Answer: Yes. Arizona Revised Statutes Section 36-2804 states:
“Not later than ninety days after receiving an application for a nonprofit medical marijuana dispensary, the department shall register the nonprofit medical marijuana dispensary and issue a registration certificate . . . if . . . The prospective nonprofit medical marijuana dispensary has submitted . . . an application, including:
(i) The legal name of the nonprofit medical marijuana dispensary.
(ii) The physical address of the nonprofit medical marijuana dispensary and the physical address of one additional location, if any, where marijuana will be cultivated, neither of which may be within five hundred feet of a public or private school existing before the date of the nonprofit medical marijuana dispensary application.”
Therefore, Section 36-2804 requires that the application state the name of the dispensary owner and the actual address where the dispensary will sell to patients and where it will grow its marijuana. Now is the time for all prospective dispensaries to be looking for an buying or leasing the premises where they will operate and grow. Once you find a site, if the site makes sense and if the zoning allows for the use of the site for a dispensary or cultivation site, you must tie up the site, i.e., enter into a legally binding lease for the premises or a contract to buy it.

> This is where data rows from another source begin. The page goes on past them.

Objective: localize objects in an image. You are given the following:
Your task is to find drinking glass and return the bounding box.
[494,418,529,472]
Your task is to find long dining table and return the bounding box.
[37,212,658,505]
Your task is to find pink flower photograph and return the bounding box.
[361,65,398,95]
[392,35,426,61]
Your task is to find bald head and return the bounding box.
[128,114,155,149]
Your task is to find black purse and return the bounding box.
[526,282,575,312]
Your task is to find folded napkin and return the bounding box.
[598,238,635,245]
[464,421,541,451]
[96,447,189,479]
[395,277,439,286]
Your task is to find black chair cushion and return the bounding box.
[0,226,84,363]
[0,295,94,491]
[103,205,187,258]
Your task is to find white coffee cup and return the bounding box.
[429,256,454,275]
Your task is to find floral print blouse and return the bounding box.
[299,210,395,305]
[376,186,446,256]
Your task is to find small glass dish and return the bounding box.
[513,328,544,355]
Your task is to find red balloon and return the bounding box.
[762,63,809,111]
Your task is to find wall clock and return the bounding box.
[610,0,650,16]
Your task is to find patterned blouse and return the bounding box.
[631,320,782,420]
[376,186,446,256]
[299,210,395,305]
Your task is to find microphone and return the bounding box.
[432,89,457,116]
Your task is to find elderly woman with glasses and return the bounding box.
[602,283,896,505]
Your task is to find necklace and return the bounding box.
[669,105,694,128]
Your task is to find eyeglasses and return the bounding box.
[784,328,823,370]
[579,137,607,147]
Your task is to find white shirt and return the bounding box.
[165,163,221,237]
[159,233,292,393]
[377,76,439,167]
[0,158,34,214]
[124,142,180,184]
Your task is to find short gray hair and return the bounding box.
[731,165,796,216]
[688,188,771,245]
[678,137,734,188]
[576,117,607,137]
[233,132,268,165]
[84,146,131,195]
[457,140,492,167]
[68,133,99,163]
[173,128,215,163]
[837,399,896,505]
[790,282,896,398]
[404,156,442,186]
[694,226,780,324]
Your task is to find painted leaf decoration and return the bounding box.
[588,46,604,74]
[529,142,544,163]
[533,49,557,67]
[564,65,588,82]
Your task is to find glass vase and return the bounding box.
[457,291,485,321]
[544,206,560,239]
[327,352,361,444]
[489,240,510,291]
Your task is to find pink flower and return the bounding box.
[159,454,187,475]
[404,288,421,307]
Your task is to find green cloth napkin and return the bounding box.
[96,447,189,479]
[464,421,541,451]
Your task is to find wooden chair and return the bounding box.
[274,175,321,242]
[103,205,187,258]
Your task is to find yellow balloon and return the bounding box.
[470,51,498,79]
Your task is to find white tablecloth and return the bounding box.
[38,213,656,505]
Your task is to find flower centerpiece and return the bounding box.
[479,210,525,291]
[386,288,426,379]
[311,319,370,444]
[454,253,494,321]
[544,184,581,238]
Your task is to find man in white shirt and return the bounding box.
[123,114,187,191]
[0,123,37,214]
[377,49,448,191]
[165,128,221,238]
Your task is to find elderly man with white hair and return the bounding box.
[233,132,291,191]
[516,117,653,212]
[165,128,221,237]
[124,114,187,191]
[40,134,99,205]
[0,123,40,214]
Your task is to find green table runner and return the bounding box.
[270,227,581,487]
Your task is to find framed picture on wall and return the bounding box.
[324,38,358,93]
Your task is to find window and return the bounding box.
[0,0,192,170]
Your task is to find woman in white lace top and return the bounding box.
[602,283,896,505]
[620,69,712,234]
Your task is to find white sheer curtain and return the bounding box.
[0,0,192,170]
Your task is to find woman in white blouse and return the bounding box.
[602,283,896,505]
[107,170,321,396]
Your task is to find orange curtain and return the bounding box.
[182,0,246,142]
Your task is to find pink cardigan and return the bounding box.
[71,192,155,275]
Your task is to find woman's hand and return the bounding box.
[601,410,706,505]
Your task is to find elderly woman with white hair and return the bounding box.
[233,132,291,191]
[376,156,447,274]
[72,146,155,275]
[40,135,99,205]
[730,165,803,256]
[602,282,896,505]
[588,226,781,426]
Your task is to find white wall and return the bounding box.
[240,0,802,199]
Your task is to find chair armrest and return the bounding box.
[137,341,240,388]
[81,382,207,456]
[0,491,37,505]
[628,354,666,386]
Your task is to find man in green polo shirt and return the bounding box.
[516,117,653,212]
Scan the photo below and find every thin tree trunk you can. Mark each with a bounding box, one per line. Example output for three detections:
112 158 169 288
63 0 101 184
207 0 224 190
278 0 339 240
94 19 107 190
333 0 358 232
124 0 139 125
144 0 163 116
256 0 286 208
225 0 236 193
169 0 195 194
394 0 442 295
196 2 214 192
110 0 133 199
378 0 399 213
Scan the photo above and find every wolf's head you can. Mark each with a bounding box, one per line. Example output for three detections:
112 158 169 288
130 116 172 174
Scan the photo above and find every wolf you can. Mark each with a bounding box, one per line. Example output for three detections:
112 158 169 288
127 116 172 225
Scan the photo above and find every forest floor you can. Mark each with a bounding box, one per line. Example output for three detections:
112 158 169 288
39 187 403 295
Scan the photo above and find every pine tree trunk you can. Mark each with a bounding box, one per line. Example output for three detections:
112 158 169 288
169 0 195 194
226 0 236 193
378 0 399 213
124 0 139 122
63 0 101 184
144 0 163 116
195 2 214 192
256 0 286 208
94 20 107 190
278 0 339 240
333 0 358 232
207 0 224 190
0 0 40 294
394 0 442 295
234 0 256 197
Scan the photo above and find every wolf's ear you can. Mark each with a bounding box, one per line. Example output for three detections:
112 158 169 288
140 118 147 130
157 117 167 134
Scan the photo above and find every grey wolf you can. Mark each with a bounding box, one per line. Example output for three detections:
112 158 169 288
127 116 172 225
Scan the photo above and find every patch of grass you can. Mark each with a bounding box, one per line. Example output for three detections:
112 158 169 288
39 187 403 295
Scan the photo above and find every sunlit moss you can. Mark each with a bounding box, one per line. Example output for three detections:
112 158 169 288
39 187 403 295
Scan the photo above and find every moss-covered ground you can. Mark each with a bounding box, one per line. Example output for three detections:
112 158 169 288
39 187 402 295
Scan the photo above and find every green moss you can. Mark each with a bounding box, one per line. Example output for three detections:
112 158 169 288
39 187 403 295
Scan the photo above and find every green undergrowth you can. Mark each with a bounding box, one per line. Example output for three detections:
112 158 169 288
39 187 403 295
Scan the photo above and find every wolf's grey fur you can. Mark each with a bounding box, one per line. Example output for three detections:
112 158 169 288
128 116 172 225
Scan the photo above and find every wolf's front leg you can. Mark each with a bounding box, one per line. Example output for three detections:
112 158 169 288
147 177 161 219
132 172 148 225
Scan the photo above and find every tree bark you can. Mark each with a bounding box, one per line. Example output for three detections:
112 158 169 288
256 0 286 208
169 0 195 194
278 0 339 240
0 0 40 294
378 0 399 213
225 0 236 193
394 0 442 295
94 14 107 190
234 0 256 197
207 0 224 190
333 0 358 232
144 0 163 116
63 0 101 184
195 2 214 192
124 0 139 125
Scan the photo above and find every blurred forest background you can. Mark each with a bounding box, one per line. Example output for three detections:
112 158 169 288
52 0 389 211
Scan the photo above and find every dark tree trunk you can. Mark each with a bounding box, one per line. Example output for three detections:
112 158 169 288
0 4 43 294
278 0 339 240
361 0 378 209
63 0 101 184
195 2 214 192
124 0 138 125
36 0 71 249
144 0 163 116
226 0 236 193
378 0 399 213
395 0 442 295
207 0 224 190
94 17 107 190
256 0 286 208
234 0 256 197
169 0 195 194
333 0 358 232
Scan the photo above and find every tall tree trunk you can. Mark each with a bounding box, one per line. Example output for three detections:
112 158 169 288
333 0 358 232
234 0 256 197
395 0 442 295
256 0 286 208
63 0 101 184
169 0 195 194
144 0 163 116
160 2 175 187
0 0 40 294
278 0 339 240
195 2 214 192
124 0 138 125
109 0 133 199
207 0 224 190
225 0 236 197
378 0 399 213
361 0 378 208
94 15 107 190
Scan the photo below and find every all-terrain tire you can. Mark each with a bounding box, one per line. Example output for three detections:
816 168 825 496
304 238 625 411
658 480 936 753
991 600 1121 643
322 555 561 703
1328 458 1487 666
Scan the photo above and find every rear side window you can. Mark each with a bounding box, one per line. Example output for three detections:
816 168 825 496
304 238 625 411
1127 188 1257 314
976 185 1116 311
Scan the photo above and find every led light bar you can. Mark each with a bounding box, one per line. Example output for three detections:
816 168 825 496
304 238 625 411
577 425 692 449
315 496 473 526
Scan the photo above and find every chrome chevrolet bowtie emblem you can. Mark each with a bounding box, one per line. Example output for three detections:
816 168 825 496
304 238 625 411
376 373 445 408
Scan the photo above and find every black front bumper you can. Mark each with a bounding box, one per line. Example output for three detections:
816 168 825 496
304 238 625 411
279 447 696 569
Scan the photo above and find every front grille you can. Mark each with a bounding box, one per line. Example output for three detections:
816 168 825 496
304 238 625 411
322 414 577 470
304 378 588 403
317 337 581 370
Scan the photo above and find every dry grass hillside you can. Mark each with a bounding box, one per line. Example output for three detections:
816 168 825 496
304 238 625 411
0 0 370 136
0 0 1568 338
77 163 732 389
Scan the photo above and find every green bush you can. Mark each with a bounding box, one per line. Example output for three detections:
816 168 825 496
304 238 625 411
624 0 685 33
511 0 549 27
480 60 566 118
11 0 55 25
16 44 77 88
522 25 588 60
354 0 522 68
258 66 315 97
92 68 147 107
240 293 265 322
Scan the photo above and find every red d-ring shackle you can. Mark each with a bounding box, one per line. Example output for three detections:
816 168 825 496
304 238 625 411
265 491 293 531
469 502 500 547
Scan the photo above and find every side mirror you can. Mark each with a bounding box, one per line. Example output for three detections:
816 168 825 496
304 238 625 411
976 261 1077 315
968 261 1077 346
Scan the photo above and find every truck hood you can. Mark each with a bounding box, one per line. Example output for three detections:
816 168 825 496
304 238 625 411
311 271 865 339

Note: Before you find your site, you must have formed you limited liability company so that it can be the party that signs the lease or purchase contract. You do not want the personal liability that goes with being the singer on a lease or contract. If you need me to form your Arizona limited liability company, see the links near the top of the right column of this website.
Because no applicant will know if the applicant will actually receive a dispensary license, it does not make sense for the dispensary to enter into either a lease or a contract to buy unless the lease or contract contains provisions that are unique to the medical marijuana business. For example, you want a clause in your lease or purchase contract that gives you the option to terminate the lease or purchase option if you do not actually get a license or if you get a license and later lose the license and cannot get it back. You’ll want a use clause that is appropriate for the business as well as clauses that allow you to make tenant improvements and take actions inside and outside the premises that are necessary to comply with Arizona’s medical marijuana law and the ADHS rules.